Systematische Theologie: Dogmatik

Autor/Hrsg.:

Bauke-Ruegg, Jan

Titel/Untertitel:

Die Allmacht Gottes. Systematisch-theologische Erwägungen zwischen Metaphysik, Postmoderne und Poesie.

Verlag:

Berlin-New York: de Gruyter 1998. XVII, 569 S. gr.8 = Theologische Bibliothek Töpelmann, 96. Lw. DM 218,-. ISBN 3-11-015905-8.

Rezensent:

Armin Kreiner

Bei der umfangreichen Monographie handelt es sich um eine an der Theologischen Fakultät in Zürich erstellte Dissertation. Ziel der Studie ist die Untersuchung und Klärung des Allmachtsbegriffs.
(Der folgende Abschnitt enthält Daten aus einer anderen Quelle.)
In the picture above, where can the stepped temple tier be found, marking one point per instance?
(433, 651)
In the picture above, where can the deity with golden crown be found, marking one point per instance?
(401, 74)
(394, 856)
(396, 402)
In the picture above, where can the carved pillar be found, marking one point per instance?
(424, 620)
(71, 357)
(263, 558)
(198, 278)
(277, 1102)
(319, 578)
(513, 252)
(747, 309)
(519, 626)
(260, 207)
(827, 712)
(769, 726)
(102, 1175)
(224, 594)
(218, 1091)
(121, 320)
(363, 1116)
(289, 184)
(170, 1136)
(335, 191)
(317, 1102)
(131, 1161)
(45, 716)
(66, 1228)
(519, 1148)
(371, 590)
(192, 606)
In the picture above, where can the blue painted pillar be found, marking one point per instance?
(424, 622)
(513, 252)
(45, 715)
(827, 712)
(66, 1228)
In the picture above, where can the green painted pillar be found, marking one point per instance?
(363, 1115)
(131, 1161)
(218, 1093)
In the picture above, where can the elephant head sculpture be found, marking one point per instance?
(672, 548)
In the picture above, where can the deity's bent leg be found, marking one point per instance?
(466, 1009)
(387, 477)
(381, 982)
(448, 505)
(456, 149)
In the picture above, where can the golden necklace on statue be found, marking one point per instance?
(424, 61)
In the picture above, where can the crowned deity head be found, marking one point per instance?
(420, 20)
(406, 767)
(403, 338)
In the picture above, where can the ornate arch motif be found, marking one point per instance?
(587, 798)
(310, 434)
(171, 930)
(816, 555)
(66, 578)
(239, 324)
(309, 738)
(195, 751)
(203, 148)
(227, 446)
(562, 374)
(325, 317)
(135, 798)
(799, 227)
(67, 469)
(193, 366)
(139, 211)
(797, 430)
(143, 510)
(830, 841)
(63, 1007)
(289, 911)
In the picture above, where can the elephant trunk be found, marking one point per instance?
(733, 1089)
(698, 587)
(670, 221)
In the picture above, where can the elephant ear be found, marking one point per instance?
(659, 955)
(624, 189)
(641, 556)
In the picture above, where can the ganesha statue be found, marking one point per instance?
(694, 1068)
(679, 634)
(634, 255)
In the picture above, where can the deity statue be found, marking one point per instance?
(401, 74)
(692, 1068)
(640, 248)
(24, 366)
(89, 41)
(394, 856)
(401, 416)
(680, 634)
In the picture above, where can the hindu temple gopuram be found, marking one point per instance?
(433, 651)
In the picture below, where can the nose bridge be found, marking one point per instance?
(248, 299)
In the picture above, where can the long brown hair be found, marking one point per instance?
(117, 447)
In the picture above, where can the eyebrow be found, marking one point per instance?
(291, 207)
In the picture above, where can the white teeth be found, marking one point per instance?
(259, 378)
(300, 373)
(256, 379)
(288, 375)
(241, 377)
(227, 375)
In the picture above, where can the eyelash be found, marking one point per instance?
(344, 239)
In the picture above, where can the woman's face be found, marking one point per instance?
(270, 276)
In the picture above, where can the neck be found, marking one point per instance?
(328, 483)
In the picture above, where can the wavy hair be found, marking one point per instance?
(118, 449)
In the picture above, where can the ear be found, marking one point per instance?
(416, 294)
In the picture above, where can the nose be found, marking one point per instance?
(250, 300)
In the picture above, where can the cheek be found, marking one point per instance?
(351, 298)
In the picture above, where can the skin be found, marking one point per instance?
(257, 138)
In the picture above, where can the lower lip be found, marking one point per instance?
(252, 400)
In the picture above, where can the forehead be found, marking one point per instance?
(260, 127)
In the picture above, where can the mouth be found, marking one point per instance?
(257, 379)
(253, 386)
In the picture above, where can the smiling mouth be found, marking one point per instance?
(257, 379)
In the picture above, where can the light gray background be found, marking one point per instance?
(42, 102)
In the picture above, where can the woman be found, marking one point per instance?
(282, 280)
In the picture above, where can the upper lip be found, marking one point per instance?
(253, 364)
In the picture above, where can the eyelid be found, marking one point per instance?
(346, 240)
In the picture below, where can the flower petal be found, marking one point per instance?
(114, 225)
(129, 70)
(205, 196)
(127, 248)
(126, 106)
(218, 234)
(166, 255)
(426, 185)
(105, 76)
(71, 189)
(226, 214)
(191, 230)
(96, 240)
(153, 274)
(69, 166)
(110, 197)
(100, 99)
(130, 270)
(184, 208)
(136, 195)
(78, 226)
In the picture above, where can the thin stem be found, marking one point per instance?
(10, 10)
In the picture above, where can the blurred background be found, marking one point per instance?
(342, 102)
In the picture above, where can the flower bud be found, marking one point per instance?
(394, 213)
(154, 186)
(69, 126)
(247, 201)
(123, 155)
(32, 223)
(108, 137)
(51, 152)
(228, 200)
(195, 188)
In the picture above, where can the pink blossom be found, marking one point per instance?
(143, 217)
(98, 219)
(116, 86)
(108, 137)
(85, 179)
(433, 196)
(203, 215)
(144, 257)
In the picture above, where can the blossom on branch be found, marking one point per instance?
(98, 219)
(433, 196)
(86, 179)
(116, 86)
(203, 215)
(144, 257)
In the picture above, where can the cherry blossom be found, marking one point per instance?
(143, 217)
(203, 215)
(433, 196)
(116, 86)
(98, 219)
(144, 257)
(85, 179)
Der erste Teil, mit "Einblicke" überschrieben, bietet einen Überblick über die Entwicklung der Allmachtsdiskussion vom Beginn der Neuzeit bis zur Gegenwart. Im Verlauf dieser Entwicklung sei aus einem der selbstverständlichsten Gottesprädikate eines der umstrittensten geworden. Für diese Entwicklung wird eine Reihe unterschiedlicher Gründe verantwortlich gemacht: An erster Stelle wird das Theodizee-Problem genannt, also die diversen Schwierigkeiten, die sich aus der Annahme ergeben, Gott verfüge über die Macht, Übel und Leid zu verhindern. Es folgen logische Probleme, insbesondere das sog. "Paradox der Allmacht", wonach der Allmachtsbegriff angeblich selbstwidersprüchlich sei. Im Anschluss daran werden ideologiekritische Einwände angeführt: Sie deuten den Glauben an einen allmächtigen Gott als menschliche Projektion, machen ihn für unliebsame soziale, politische oder psychische Konstellationen und Funktionen verantwortlich und lehnen ihn aus diesen Gründen ab. Spezifisch theologische Einwände schließen diese Übersicht ab: Hier geht es u. a. um die Konfrontation eines christologisch bzw. kreuzestheologisch entwickelten Gottesverständnisses mit einem (mono-)theistischen Gottesverständnis, wobei Allmacht nur für Letzteres konstitutiv sei und folglich mit diesem abgelehnt wird. Im Anschluss an diese Auflistung der Allmachtskritik wendet sich B.-R. den Alternativen zu, also den Versuchen, Gott als "ohnmächtig" und "(mit-) leidend" zu denken.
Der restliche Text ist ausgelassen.